By Binta A Bah
The high court in Banjul on Friday ruled that the Independent Electoral Commission was right to dismiss the nomination papers of Momodou Sabally, the UDP aspirant for the Busumbala constituency seat in the 9th April National Assembly elections.
Although the court dismissed his appeal, it denied the commission’s request for him to pay legal costs.
Sabally went to the court and asked it to quash the decision of the electoral commission in rejecting his nomination and also prayed to the court to compel the commission to accept his nomination papers.

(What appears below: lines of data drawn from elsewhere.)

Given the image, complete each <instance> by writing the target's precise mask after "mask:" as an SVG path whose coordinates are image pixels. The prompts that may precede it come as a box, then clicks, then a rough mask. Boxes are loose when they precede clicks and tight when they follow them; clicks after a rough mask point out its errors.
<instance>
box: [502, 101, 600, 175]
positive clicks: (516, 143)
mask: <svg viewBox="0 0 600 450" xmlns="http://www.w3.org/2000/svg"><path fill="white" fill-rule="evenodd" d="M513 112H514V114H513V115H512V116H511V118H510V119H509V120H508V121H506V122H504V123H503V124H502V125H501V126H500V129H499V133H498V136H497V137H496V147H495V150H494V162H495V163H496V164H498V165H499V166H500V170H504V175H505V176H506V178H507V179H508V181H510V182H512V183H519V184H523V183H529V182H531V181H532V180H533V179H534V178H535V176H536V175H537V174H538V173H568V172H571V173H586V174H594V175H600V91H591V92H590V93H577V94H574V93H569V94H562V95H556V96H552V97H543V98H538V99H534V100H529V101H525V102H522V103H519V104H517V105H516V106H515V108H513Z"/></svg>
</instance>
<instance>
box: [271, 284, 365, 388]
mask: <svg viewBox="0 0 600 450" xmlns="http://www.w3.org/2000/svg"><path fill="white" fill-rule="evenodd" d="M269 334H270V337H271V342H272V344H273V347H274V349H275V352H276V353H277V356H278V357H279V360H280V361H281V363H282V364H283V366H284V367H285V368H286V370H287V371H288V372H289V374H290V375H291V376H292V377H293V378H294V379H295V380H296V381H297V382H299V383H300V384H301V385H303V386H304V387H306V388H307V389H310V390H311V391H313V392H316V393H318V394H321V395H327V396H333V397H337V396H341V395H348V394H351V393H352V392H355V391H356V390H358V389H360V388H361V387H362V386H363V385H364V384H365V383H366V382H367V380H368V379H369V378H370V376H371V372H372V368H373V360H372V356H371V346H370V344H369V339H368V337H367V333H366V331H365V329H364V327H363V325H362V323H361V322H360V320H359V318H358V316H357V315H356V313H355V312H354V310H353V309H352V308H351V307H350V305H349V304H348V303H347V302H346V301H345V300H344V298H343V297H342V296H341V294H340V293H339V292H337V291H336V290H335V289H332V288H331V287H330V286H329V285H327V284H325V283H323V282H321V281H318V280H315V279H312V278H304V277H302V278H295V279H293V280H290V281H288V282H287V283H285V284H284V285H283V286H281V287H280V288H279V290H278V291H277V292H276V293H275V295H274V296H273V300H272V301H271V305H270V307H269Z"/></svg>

The IEC said it rejected Mr Sabally’s papers on the grounds that a commission of inquiry made adverse findings against him and asked for him to be banned from holding public office, which recommendation the government accepted in the subsequently released white paper.
In a 40-minute ruling, Justice FA Achibonga stated that he agreed with the decision of the IEC in rejecting Sabally’s nomination and that it was in accordance with the law.
He said the court was satisfied that Sabally is “incompetent” to hold public office after a specific finding against him by a commission of inquiry which banned him from holding public office by reason of defrauding the state.
“The court held that the commission of inquiry did not only make address of findings against the applicant as to make him incompetent to hold public office, the commission actually banned him from being appointed as a director in any state-owned enterprise in The Gambia,” he ruled, adding that there is no evidence to show that the findings of the inquiry against Sabally have been set aside.
“The application [therefore] lacks merits and is therefore dismissed,” he said.
After the ruling was delivered, the IEC lawyer Fatou Jawo, informed the court that the electoral commission was asking for a cost from Sabally.
This was challenged by Sabally’s lawyer Abdoulie Fatty who contended that his client was simply exercising his constitutional rights and awarding cost in this case will stop others from filing such applications.
“This application is not malicious by any means. Any aspiring candidate whose candidature has been rejected by the IEC should have the full confidence to file applications before the courts,” he said.
The judge agreed and said “to award cost in this nature will only discourage the public to be full participants in the democratic process”.